Beled Suresi
(Bu sure Mekke’de indirilmiş olup 20 ayettir.)
Er-Rahmân ve Er-Rahîm olan Allah’ın adıyla (okumaya başlıyorum.)
لَٓا اُقْسِمُ بِهٰذَا الْبَلَدِۙ 1
1. Yemin ederim bu beldeye,
وَاَنْتَ حِلٌّ بِهٰذَا الْبَلَدِۙ 2
2. Ve sen bu beldede yaşamaktasın.
وَوَالِدٍ وَمَا وَلَدَۙ 3
3. Babaya ve doğan (çocuğuna).
لَقَدْ خَلَقْنَا الْاِنْسَانَ ف۪ي كَبَدٍۜ 4
4. Andolsun ki biz insanı zorluk içinde yarattık. (Zorlu imtihanlara tabi tutulur ve zorluklara dayanıklıdır.)

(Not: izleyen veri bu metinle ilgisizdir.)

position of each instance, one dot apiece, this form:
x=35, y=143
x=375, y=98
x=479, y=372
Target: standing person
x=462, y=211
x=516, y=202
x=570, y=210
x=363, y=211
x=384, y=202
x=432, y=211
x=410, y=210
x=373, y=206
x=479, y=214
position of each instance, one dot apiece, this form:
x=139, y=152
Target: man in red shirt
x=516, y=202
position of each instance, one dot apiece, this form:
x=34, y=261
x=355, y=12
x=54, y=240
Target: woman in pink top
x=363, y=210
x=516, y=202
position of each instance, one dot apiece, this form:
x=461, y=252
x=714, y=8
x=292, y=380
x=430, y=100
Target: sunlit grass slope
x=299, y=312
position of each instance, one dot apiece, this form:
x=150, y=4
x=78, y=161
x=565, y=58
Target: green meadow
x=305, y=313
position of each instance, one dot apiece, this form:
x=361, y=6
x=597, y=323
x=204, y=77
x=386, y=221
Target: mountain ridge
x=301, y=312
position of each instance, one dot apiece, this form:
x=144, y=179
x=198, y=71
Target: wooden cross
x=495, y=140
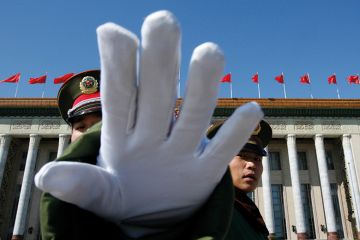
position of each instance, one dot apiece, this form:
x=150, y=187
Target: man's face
x=246, y=170
x=82, y=124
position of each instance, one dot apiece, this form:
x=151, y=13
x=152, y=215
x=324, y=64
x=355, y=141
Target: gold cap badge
x=89, y=85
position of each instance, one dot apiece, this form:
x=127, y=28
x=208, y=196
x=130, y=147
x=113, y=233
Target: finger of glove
x=230, y=139
x=206, y=67
x=85, y=185
x=118, y=49
x=159, y=66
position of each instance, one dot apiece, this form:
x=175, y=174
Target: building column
x=295, y=183
x=350, y=171
x=325, y=188
x=63, y=143
x=25, y=192
x=268, y=206
x=5, y=140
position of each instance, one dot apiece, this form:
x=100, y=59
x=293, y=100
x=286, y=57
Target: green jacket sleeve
x=60, y=220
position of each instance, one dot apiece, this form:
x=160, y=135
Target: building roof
x=225, y=106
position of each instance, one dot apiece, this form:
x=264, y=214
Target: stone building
x=310, y=184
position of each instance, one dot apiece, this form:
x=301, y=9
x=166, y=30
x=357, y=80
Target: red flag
x=255, y=78
x=332, y=79
x=305, y=79
x=353, y=79
x=226, y=78
x=63, y=78
x=280, y=78
x=41, y=80
x=13, y=79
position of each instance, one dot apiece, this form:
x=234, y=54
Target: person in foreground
x=141, y=174
x=246, y=169
x=79, y=102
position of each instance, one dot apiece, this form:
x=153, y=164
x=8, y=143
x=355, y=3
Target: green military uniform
x=247, y=222
x=61, y=220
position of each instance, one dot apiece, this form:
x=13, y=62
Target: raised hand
x=152, y=171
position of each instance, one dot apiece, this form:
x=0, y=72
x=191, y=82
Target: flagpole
x=337, y=90
x=42, y=95
x=284, y=90
x=179, y=85
x=310, y=86
x=17, y=85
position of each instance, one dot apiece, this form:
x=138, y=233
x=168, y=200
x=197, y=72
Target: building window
x=329, y=160
x=309, y=218
x=274, y=159
x=278, y=208
x=335, y=201
x=52, y=156
x=302, y=161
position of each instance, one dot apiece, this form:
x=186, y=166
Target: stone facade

اَيَحْسَبُ اَنْ لَنْ يَقْدِرَ عَلَيْهِ اَحَدٌۢ 5
5. (Böyle diye) kimsenin ona güç yetiremeyeceğini mi sanır?
يَقُولُ اَهْلَكْتُ مَالًا لُبَدًاۜ 6
6. (Muhammed’e düşmanlık yolunda) “Çokça mal tükettim/harcadım.” diyor. (Ne yani, bununla övünüyor mu?)
اَيَحْسَبُ اَنْ لَمْ يَرَهُٓ اَحَدٌۜ 7
7. Kimsenin kendisini görmediğini mi sanıyor?

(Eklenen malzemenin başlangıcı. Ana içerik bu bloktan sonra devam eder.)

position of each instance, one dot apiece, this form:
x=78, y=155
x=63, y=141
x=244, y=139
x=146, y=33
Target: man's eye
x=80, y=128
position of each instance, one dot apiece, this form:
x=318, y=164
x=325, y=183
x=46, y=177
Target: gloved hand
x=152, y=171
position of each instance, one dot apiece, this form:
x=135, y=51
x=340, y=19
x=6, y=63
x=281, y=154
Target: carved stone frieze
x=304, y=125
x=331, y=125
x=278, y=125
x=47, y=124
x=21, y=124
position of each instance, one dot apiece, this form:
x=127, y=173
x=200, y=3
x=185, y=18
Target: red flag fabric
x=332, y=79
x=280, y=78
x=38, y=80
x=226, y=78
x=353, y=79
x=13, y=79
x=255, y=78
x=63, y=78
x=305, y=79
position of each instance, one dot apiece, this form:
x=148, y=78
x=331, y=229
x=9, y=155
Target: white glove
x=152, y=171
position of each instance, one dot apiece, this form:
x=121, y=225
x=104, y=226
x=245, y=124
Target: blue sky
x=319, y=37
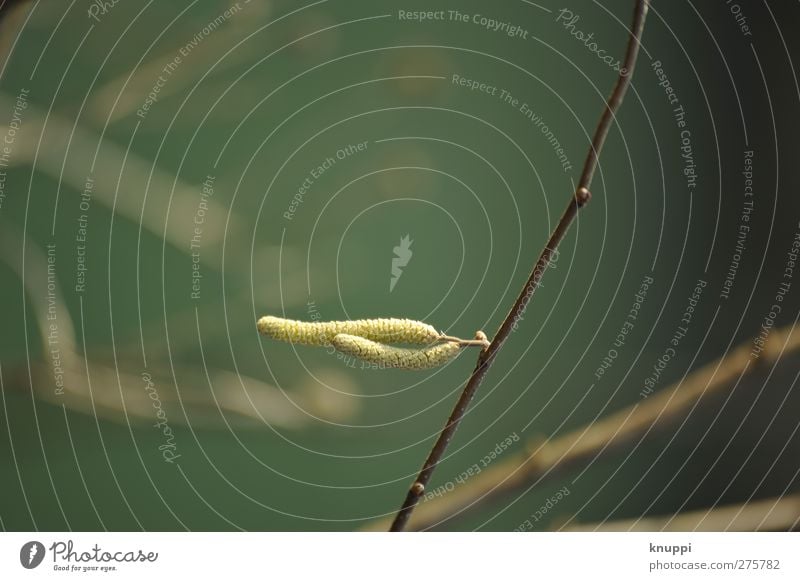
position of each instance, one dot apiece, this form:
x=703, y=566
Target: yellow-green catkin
x=399, y=357
x=322, y=333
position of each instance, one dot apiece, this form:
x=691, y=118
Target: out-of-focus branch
x=610, y=434
x=771, y=514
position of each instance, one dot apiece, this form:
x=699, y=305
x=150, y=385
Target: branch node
x=582, y=196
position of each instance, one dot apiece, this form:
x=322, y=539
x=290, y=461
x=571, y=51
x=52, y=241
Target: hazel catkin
x=322, y=333
x=399, y=357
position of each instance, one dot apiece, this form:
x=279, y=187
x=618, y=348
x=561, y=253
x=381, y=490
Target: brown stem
x=578, y=200
x=542, y=462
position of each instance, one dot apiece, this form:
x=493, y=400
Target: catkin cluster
x=368, y=339
x=400, y=357
x=322, y=333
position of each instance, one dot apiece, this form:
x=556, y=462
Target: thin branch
x=578, y=200
x=575, y=450
x=770, y=514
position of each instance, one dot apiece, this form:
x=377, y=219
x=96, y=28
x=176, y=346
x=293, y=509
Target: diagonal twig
x=544, y=461
x=578, y=200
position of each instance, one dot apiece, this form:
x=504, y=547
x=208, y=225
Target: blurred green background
x=271, y=436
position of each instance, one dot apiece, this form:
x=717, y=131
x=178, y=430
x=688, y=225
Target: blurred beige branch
x=576, y=449
x=771, y=514
x=65, y=152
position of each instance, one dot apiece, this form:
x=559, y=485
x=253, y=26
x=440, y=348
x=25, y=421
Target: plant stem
x=578, y=200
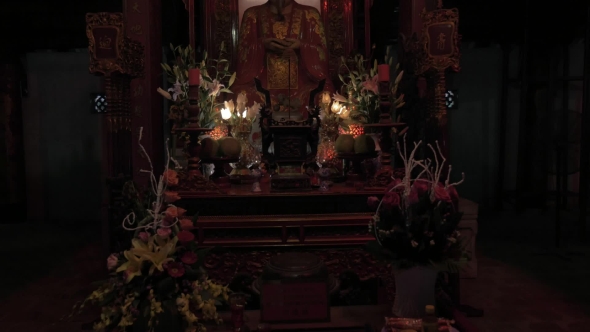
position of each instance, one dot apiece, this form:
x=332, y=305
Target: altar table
x=353, y=318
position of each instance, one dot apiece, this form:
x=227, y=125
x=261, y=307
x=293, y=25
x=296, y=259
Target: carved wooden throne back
x=221, y=24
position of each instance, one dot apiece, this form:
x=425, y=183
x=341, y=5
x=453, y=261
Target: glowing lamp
x=194, y=76
x=225, y=113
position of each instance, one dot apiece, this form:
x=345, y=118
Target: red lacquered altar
x=332, y=224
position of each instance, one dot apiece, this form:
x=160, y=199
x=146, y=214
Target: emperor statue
x=283, y=44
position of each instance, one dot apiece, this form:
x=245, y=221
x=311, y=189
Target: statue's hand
x=293, y=44
x=275, y=45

اَلَمْ نَجْعَلْ لَهُ عَيْنَيْنِۙ 8
8. Biz ona iki göz vermedik mi? (Ona göz veren Allah, elbette onu ve yaptıklarını görüyor.)
وَلِسَانًا وَشَفَتَيْنِۙ 9
9. Bir dil ve iki dudak.
وَهَدَيْنَاهُ النَّجْدَيْنِۚ 10
10. Biz ona iki yol gösterdik.
فَلَا اقْتَحَمَ الْعَقَبَةَۘ 11
11. Ancak o sarp yokuşa (salih amellere) atılmadı.
وَمَٓا اَدْرٰيكَ مَا الْعَقَبَةُۜ 12
12. Sen, sarp yokuşun ne olduğunu nereden bileceksin?
فَكُّ رَقَبَةٍۙ 13
13. O, köle azat etmektir.
اَوْ اِطْعَامٌ ف۪ي يَوْمٍ ذ۪ي مَسْغَبَةٍۙ 14
14. Ya da açlık gününde doyurmaktır.
يَت۪يمًا ذَا مَقْرَبَةٍۙ 15
15. Yakın (akraba) olan bir yetimi,
اَوْ مِسْك۪ينًا ذَا مَتْرَبَةٍۜ 16
16. Veya toprağa yapışmış (zorluk çeken) bir miskini/ihtiyaç sahibi yoksulu.
ثُمَّ كَانَ مِنَ الَّذ۪ينَ اٰمَنُوا وَتَوَاصَوْا بِالصَّبْرِ وَتَوَاصَوْا بِالْمَرْحَمَةِۜ 17
17. Sonra da iman eden ve birbirlerine sabrı ve merhameti tavsiye edenlerden olmasıdır.
اُو۬لٰٓئِكَ اَصْحَابُ الْمَيْمَنَةِۜ 18
18. İşte bunlar, (amel defterlerini sağdan alıp, cennet ehli olan) Ashab-ı Meymene’dir.
وَالَّذ۪ينَ كَفَرُوا بِاٰيَاتِنَا هُمْ اَصْحَابُ الْمَشْـَٔمَةِۜ 19
19. Ayetlerimizi yalanlayanlarsa onlar, (amel defterlerini soldan alıp, cehennemlik olan) Ashab-ı Meş’eme’dir.
عَلَيْهِمْ نَارٌ مُؤْصَدَةٌ 20
20. Üzerlerinde, kapıları (açılmayacak şekilde sıkı) kilitlenmiş bir ateş vardır.